Monthly Monitor - April 2022

Monthly Monitor - April 2022

The investment story of 2022 so far has been rising bond yields, due to inflation returning with a vengeance. Inflation across the world is at levels not seen in 40 years and in response Central Banks are hiking interest rates.

However, bond yields are still running significantly below inflation rates, meaning there is considerable scope for them to rise further as the year progresses, if central bankers are serious about reining in inflation.

The most obvious implication of rising bond yields is falling bond prices and losses across bond portfolios have been quite stark, with the Bloomberg aggregate bond fund index falling 9.5% this year as of 19 April.

However, there are further implications for other asset classes. Numerous asset classes have seen their valuations rise due to low bond yields. Low bond yields translate into a low discount rate for valuing assets, which leads to higher valuations.

This is particularly true within the equity market, where many investors have adopted an investment strategy of buying companies that are perceived to be good quality, if the free cash flow yield on that security is above the 10-year bond yield.

This strategy relies on the idea that in a low bond yield world, there is no alternative to equities irrespective of valuations. We wonder if the concept of fundamental analysis of companies has gone out the window in large parts of the market over the last decade and what will happen when bond yields rise.

The largest stocks globally with Free Cash Flow (FCF) yields below 4% are listed in the table below along with their price to earnings ratio and their performance year to date.

We believe there is a considerable risk that this group of stocks will de-rate significantly in the face of higher bond yields.

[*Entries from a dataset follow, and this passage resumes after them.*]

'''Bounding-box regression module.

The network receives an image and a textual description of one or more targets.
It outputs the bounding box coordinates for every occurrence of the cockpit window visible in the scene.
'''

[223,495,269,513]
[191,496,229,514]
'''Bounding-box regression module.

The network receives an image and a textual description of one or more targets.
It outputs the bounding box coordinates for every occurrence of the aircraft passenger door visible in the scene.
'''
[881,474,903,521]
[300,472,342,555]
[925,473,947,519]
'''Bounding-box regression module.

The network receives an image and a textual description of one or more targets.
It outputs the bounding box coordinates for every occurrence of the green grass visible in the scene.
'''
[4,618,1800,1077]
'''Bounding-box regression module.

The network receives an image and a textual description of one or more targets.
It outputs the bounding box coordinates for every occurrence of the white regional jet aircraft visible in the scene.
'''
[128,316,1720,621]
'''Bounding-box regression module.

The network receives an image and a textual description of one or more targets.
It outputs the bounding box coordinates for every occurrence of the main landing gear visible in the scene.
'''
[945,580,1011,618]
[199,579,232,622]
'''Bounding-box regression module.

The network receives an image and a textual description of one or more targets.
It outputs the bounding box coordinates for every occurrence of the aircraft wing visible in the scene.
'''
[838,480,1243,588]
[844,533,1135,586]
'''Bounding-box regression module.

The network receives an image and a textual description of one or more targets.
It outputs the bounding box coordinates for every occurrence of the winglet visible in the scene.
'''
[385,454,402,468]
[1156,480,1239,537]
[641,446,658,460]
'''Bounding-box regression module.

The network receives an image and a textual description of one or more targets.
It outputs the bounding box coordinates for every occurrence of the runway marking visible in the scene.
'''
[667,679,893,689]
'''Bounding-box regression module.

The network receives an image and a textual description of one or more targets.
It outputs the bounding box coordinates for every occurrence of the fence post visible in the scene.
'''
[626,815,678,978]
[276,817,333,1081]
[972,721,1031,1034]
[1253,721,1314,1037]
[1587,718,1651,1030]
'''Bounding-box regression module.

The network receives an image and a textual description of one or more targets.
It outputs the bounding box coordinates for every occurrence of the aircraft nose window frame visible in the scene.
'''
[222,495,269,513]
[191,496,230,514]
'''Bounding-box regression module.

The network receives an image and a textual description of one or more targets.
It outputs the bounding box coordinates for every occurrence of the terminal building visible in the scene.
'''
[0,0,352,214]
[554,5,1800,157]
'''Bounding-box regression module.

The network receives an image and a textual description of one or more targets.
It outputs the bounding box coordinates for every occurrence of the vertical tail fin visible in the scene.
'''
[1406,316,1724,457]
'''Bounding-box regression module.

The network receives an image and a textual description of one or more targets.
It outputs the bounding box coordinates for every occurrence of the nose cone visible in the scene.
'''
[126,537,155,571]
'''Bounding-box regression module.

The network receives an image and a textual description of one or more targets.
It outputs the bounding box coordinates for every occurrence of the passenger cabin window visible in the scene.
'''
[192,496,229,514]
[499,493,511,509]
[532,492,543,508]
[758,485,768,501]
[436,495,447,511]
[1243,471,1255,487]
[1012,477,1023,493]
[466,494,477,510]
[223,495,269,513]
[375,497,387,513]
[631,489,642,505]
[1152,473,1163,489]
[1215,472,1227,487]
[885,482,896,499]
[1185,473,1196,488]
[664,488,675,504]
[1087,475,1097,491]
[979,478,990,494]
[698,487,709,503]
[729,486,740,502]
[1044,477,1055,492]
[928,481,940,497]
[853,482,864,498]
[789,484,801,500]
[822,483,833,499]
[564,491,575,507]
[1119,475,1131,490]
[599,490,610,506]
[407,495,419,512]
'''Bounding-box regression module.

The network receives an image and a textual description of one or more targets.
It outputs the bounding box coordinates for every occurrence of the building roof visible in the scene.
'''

With the average free cash flow yield of the group below the bond yield, investors will have to ask themselves if the fundamentals of the companies are strong enough to support the hefty valuations. We think the strength of the fundamentals of many of these companies is dubious. We are not surprised to see the average stock in this group down 10% this year.

We take comfort from the fact we do not own any of these equities across our portfolios. Not many can make this claim today.